RSI? You’re bringing up RSI in a piece about the supposed deadly effects of mobile phone radiation? I’m perfectly willing to believe that somebody could get RSI from excessive texting. Quick, call the Pope. As far as I can tell, the sperm count studies seem to indicate that people who use mobile phones for many hours a day have smaller sperm counts. But it’s not thought that the radiation itself is causing the problem – there’s no real theoretical mechanism for this, for a start – more likely that it’s a substitute for some other factor. If people are on the phone for so long, are they sitting down the whole time? What kind of lifestyles do they have? What are they eating? How much exercise do they get? Studies need to control for these things before such conclusions can be reached.
Professor Sir William Stewart, who has headed two official inquiries, warned that children under eight should not use mobiles and made a series of safety recommendations, largely ignored by ministers.

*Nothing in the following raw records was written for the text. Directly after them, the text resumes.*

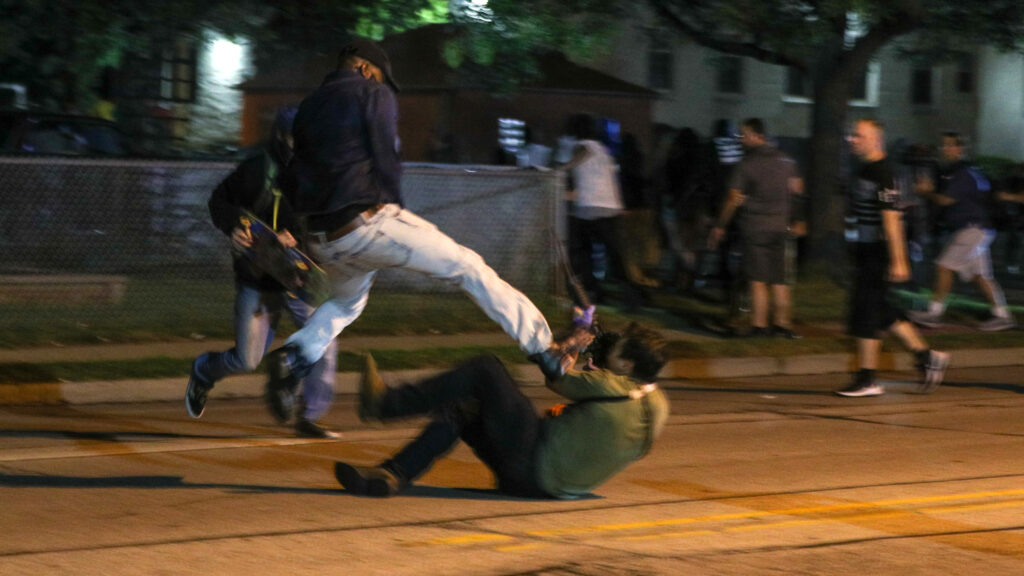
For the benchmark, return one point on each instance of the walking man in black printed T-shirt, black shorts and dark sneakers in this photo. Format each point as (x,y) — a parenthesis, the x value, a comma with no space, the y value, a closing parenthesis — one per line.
(881,260)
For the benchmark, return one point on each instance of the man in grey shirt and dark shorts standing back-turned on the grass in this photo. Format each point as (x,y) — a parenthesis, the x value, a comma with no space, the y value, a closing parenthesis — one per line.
(763,184)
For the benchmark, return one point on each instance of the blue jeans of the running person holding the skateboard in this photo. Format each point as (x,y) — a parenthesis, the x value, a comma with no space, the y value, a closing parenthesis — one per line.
(257,317)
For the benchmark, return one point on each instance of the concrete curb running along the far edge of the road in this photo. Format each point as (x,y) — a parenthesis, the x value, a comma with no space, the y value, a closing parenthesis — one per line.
(251,386)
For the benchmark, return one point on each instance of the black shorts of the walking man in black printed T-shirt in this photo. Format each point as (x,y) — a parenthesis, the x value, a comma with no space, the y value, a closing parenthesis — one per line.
(871,310)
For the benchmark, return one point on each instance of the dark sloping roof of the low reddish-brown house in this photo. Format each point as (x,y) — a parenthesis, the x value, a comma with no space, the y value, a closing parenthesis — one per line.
(417,65)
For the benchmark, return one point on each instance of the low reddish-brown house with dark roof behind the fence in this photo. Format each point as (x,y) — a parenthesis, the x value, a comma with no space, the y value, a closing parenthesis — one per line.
(446,118)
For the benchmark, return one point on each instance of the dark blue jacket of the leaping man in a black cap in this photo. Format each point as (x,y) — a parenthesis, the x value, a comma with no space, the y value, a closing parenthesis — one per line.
(347,142)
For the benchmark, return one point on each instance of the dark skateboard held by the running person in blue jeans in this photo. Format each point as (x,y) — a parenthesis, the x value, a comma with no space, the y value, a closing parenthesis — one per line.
(292,268)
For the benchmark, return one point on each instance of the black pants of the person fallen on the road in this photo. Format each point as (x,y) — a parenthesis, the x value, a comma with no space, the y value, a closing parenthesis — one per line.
(480,403)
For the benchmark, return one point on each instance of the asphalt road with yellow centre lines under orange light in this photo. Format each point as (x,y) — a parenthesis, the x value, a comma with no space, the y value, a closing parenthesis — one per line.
(760,476)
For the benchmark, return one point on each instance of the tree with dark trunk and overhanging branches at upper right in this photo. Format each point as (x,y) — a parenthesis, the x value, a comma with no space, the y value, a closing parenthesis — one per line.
(833,42)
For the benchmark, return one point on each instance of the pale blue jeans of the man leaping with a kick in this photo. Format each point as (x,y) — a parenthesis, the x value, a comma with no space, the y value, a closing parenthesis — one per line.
(399,239)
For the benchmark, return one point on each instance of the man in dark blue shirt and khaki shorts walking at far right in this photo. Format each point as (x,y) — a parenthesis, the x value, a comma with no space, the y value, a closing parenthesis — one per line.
(963,197)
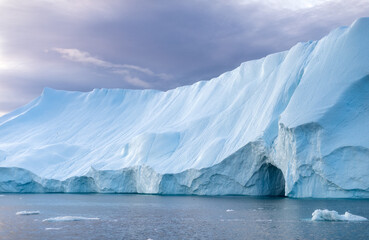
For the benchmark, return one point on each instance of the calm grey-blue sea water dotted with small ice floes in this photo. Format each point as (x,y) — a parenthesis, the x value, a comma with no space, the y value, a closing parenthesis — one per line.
(117,216)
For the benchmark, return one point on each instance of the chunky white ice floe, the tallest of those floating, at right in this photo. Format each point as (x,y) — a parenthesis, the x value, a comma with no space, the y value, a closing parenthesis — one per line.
(327,215)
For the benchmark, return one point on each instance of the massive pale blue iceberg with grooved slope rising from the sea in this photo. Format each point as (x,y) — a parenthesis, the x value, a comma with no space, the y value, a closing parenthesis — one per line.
(293,123)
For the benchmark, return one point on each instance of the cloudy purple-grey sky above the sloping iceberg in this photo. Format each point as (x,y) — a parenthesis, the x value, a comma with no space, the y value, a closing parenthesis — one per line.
(162,44)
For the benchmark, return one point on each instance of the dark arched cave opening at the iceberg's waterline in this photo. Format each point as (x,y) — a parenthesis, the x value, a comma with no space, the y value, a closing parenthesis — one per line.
(271,180)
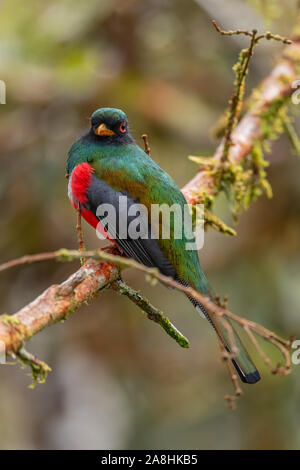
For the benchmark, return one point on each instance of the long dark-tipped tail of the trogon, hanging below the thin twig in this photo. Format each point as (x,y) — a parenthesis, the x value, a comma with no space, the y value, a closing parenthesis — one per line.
(241,361)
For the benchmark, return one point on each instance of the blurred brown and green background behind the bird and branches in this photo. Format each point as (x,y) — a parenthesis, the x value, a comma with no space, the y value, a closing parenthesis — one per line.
(118,380)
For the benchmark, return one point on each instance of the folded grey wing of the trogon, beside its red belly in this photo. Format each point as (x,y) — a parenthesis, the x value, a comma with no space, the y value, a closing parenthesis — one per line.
(102,198)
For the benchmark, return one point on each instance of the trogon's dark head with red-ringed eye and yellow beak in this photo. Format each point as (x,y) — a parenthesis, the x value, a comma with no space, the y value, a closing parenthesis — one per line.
(109,124)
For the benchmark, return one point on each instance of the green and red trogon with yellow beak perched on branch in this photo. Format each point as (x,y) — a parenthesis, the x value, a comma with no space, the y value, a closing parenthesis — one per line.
(106,164)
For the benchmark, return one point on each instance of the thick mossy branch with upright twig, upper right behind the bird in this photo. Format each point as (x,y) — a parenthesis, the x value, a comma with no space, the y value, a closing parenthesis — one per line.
(238,166)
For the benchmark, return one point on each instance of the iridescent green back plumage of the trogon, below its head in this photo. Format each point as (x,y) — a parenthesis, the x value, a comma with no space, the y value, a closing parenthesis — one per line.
(129,168)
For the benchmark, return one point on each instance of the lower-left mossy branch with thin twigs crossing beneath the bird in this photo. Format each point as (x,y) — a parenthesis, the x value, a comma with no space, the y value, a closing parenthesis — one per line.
(57,302)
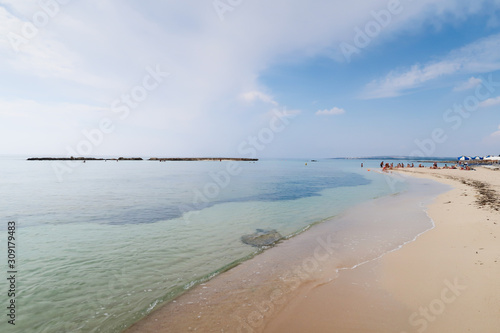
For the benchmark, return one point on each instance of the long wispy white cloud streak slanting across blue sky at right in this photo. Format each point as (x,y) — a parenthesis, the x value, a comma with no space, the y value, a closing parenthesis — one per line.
(479,57)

No he didn’t. He said, in his 2000 report:
If there are currently unrecognised adverse health effects from the use of mobile phones, children may be more vulnerable because of their developing nervous system, the greater absorption of energy in the tissues of the head (paragraph 4.37), and a longer lifetime of exposure. In line with our precautionary approach, we believe that the widespread use of mobile phones by children for non-essential calls should be discouraged.

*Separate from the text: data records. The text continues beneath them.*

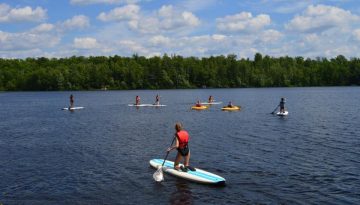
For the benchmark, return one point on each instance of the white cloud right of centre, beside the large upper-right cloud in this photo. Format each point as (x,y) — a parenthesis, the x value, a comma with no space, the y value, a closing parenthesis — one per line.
(243,22)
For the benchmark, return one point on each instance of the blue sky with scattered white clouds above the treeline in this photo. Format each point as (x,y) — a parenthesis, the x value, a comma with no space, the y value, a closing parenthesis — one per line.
(62,28)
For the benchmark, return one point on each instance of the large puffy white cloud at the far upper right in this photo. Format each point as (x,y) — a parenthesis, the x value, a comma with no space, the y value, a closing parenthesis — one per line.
(321,18)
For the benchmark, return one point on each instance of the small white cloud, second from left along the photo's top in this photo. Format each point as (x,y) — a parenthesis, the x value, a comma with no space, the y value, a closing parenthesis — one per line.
(128,12)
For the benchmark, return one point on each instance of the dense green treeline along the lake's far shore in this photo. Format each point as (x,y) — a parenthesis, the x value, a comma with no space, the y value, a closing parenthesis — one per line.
(137,72)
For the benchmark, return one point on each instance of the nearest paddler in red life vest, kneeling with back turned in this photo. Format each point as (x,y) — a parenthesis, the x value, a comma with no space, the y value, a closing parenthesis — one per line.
(182,146)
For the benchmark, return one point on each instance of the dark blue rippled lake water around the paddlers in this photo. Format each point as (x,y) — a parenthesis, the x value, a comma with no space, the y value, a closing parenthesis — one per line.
(100,155)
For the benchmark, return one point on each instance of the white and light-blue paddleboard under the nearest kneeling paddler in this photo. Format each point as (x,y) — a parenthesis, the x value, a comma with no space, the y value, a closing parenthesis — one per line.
(199,175)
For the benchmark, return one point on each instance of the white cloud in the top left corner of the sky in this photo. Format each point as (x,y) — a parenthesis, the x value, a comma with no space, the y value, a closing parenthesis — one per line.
(24,14)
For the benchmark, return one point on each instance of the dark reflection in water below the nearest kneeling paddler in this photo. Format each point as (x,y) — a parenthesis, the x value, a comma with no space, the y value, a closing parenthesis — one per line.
(182,195)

He recommended that children be discouraged from using mobile phones not because of any evidence of adverse health effects, but because if any are discovered they would affect children more than adults due to the differing physiologies. This seems reasonable to me, since there’s little reason for under 8s to be regularly using mobile phones anyway. The precautionary approach detailed in the report is laid out on the basis of possible future discoveries, with effort put into finding a reasonable balance between caution and outright paranoia. The final sentence of the Independent report is useless without any details, and I can’t be bothered checking to see whether every recommendation has been implemented.
The health effects of electromagnetic radiation are the subject of huge amounts of research, as you’d hope. If there are any dangers to using a mobile phone, I want to bloody know about it! But with the evidence not suggesting anything to worry about, the Independent article is nothing more than scaremongering, and doesn’t help anybody.